I PAESI DEL G8 DEVONO AGIRE ORA CONTRO IL
CAMBIAMENTO CLIMATICO:
IL MONDO NON PUO' ASPETTARE

di Alexander Likhotal
Presidente e CEO Green Cross International


Green Cross International lancia un appello ai leader delle nazioni del G8 perché mantengano le dichiarazioni di impegno in tema di cambiamento climatico. Nessuna questione è più importante per gli sforzi globali volti ad accrescere la sicurezza, la lotta alla povertà e lo sviluppo sostenibile. Non c’è tempo per rinvii e procrastinazioni: il 2007 deve segnare uno spartiacque tra le parole vuote e un’azione urgente volta a combattere questo reale pericolo planetario.
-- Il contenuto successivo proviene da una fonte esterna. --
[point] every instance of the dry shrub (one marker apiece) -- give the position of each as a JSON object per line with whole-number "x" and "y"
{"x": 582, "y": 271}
Due problemi fanno scattare l’allarme e questi Paesi devono evitare conseguenze potenzialmente disastrose:

  1. Di questi tempi, i due maggiori inquinatori del mondo – l’UE e gli USA – si fanno promotori di strategie divergenti per affrontare il cambiamento climatico. Gli Stati Uniti hanno recentemente dichiarato che si faranno promotori di incontri tra i 15 maggiori paesi che producono gas serra per sviluppare una strategia globale di lungo termine per affrontare il cambiamento climatico: tale dichiarazione è utile solo se portata avanti in collaborazione – non in competizione – con le negoziazioni in corso delle Nazioni Unite per raggiungere gli accordi sulla fase post 2012 del Protocollo di Kyoto, sostenute dall’UE e dalla più ampia maggioranza di nazioni.
    Le Nazioni Unite rappresentano il luogo più appropriato per costruire e regolamentare una struttura globale per combattere il cambiamento climatico negli anni a venire. È necessaria una convergenza verso un fronte unito forte, ed è necessario che non vi siano passi indietro rispetto agli obiettivi chiave di ridurre le emissioni e promuovere l’energia da fonti rinnovabili e l’efficienza energetica.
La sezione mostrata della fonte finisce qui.